Hari Minggu yang lalu, media sosial nusantara kembali dihebohkan oleh adanya kejadian seorang perempuan yang nekat menerobos petugas bandara, mengejar sebuah pesawat yang segera tinggal landas dari Bali menuju Jakarta.
Dalam kejadian tersebut, sempat terjadi adu kuat antara mpok-mpok, calon penumpang maskapai tersebut, dengan petugas yang mencoba menghalanginya. Diwarnai rasa kesal, mpok-mpok tersebut akhirnya batal mengejar maskapai tersebut, untuk selanjutnya diberangkatkan dalam penerbangan berikutnya.
Versi petugas maskapai, penumpang tersebut sudah check in pagi hari, sekitar jam 06.27 WIB. Ia harus terbang mulai jam 06.50 WIB. Tetapi setelah dipanggil sampai tiga kali, bahkan final call, penumpang yang kebetulan sudah mpok-mpok tersebut tak juga muncul. Sesuai prosedur, maka maskapai pun mulai menuju proses taxiway.
Saat itulah penumpang tadi nekat menerobos pintu ruang tunggu. Versinya pun ada macam-macam. Mulai dari tak kedengaran panggilan, sampai adanya perpindahan gate keluar tunggu menuju maskapai.
Mana yang benar, tentu perlu checking yang berimbang. Bukan cuma versi petugas maskapai saja, melainkan juga pihak terkait dan saksi-saksi lainnya. Rasanya mustahil mereka (petugas maskapai) berani terbuka menyalahkan pihak mereka sendiri.
Kasus Mpok-mpok yang nekad dan berani menerobos pintu keluar ruang tunggu bandara, dan langsung mengejar maskapai yang akan ia tumpangi tersebut tentu ia merasa tidak bersalah. Barangkali ia merasa "haknya" yang mungkin sudah terabaikan.
***
Dalam hal relasi maskapai dengan penumpang, konsumen seringkali dirugikan. Pengalaman saya pribadi, menunjukkan fenomena tersebut. Sebagai konsumen (penerbangan), saya berkali-kali pernah mengalami kerugian secara sepihak oleh aturan maskapai.
Misalnya di akhir tahun 1980-an, saya pernah harus nginap kembali di Mataram. Harusnya, saya terbang dari Bandara Salaparang (kala itu), menuju Juanda Surabaya.
Padahal kala itu, pesawat yang akan saya tumpangi masih belum bergerak, tetapi kata petugas sudah tidak bisa lagi. Akibatnya, saya harus kembali ke hotel.
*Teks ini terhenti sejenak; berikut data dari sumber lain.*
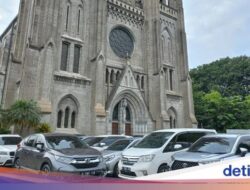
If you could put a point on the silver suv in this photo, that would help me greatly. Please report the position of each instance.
(59, 153)
(211, 149)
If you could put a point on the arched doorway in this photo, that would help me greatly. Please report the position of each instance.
(122, 120)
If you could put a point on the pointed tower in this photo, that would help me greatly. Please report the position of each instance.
(102, 66)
Namun maskapai milik pemerintah ini membolehkan tiket tersebut untuk digunakan kembali besok pagi.
Keadaan ini jauh beda dengan ketentuan pasca reformasi, setelah tahun 2000-an. Saya berkali-kali mem"buang" tiket yang harganya kadang sampai jutaan rupiah tersebut. Hal ini karena (pertama), urusan refund butuh waktu yang lumayan lama, bisa sampai 6 bulan. Kedua, nilainya pun kadang sudah tak memadai lagi. Akhirnya aku biarkan saja tidak diurus.
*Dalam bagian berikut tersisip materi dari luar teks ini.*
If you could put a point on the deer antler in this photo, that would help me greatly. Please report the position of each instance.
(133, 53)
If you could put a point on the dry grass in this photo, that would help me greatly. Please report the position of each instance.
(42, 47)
Ditinjau dari ketentuan yang ada, sesungguhnya aku tak bisa dipersalahkan full. Kenapa ? Misalnya, dalam sebuah perjalanan bulan Desember 2016, dari Juanda Surabaya ke Adi Sutjipto, Yogyakarta. Kala itu bersama seorang rekan sambil minum di sebuah restorant yang ada di muka pintu ruang tunggu. Ternyata pengeras suara yang tersedia cuma di dalam ruang tunggu, sedang di depannya tidak ada. Merasa kelamaan tidak di panggil-panggil, aku pun tanya petugas, yang dijawab ketus, barusan berangkat.
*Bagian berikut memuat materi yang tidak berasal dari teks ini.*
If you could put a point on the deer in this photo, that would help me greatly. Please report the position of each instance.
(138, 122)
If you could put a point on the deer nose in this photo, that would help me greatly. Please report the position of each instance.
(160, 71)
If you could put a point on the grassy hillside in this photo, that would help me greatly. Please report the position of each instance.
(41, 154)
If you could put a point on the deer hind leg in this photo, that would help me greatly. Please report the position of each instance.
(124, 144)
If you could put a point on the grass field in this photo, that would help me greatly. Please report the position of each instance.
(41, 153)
Kejadian di Jakarta lebih tragis lagi. Entah kenapa pihak maskapai kerap tak konsisten antara pintu masuk yang tertulis di kertas boarding dengan praktik yang sesungguhnya. Ini terjadi berkali-kali. Bahkan hari ini, Senin, 19 Nopember 2018, kembali saya alami dalam perjalanan Jakarta ke Banjarmasin. Pada kertas boarding gatenya tertulis 5A, nyatanya dipindah ke 3A. Jika saja aku tidak bertanya, maka dapat dipastikan akan ketinggalan pesawat lagi.